Well crack remind me not to ask you how you picked your name. But good point... Ive gotten my family on board and gotta talk to the neighbors as after the shtf they will either be an ally or your enemy.


----------



## kejmack (May 17, 2011)

BillS, getting to know your neighbors doesn't mean you have to feed them. They won't know you have preps if you don't tell them. 

I agree with Hiwall. Knowing your neighbors is good prepping and building a sense of community repays in so many ways.


----------



## Davarm (Oct 22, 2011)

Before I found this site or even knew what a "Prepper" was, I went to neighbors I knew and talked to them about the uncertain times hat were coming. Since I knew considerably more than they did about canning, gardening and generally preparing I offered my help in learning some of these things. I even offered to till garden plots and help plant gardens.

I have not heard from ANY of them since. When TSHTF, it will be me and mine(family) and not anyone of them. I offered my assistance, in a very humble manner and had no takers. By the time they realize their mistake it will be too late to do anything anyway. Sooooo, so much for the "Local Group" for me.

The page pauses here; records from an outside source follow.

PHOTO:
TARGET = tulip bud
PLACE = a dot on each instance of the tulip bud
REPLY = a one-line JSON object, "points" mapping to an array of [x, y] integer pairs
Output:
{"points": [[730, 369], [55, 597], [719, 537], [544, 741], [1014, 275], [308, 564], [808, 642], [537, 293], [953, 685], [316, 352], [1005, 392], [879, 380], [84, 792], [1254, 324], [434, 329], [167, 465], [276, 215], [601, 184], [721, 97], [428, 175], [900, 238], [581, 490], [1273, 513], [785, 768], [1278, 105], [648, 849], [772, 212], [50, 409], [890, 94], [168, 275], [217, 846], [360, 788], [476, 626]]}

That may be a self centered and even cruel position to take but the old saying is valid "You can lead a horse to water but you cant make him drink" and applies here.


----------



## kejmack (May 17, 2011)

I'm not talking about getting your neighbors on board with prepping. I simply saying that knowing your neighbors and building relationships pays off. Maybe if you had had a relationship with them before you brought up prepping they might have been interested. Frankly, if you came to my door and offered to "teach" me anything, I'd blow you off.


----------



## JayJay (Nov 23, 2010)

BillS said:


> I have to disagree with you. It only makes sense to get together with other people who've prepared. Otherwise it's dangerous after TSHTF. We're the only ones in our neighborhood that are prepping as far as I know. We only have enough food for the people we're preparing for. If we had more food we'd feed our unprepared relatives. We're not farmers. We don't have a garden. All we have is stored food so my neighbors can't trade their labor for our food. I'm also not about to let other people know that we're prepping and then ask them if they are.


I must agree with Bill on this topic.
You are setting yourself up to be robbed if the neighbor isn't preparing.
I am pretty sure we are the only one prepping; topic brought up with 3 and no go and they'll tell you real fast--one's husband refuses to let her prep(and it's HER s.s. check), one says he'll go to his church (which has a big membership of 40!!), and the wealthy neighbors with 25 weapons says they, as of 3 months ago, aren't stocking food.
I just keep to myself. Doors will stay locked when disaster comes to this neighborhood.
They don't associate with us now, why in bad times??
Look, with this sounding as crass as it probably is, I don't want them because they will only be a burden for me; there is nothing I need from them.
My husband just last Tuesday had carotid endarterectomy...any neighbors offering anything so far??
I don't think so..and I'm in a country setting with 11 houses on this street.
NOT ONE inquiry, not one!!
And last May when I broke my toes, the neighbor next door actually came to me on the third day--I couldn't walk or get off the sofa ---and asked ME to watch his house while they went to the beach for the weekend...geeze. What a**holes!!!


----------



## Magus (Dec 1, 2008)

hiwall said:


> Part of most everyone's preps should include helping or getting to know your neighbors. If/when SHTF you are going to be alot better off if you are friendly and can depend on your neighbors. The time to start that trust is now as that will be alot easier than after any bad stuff happens. Just getting to know them and getting into the help-thy-neighbor mentality would be a huge help. Many people don't even know how many are living in the house next door. If there was a house fire how would you know if everyone was out? If a tornado ripped the roof off your house wouldn't be comforting to know your that neighbor would be right there to check to see if you were OK?
> 
> Don't have much money? This is a free prep.
> I know from my reading that most of you on here do this as a way of life already. This was/is the way of life in most rural areas but it has been dying out for years. Personally I think it is one of the many causes of the downfall of the USA. Please try to bring this back in your neighborhood. Who knows your life may depend on it.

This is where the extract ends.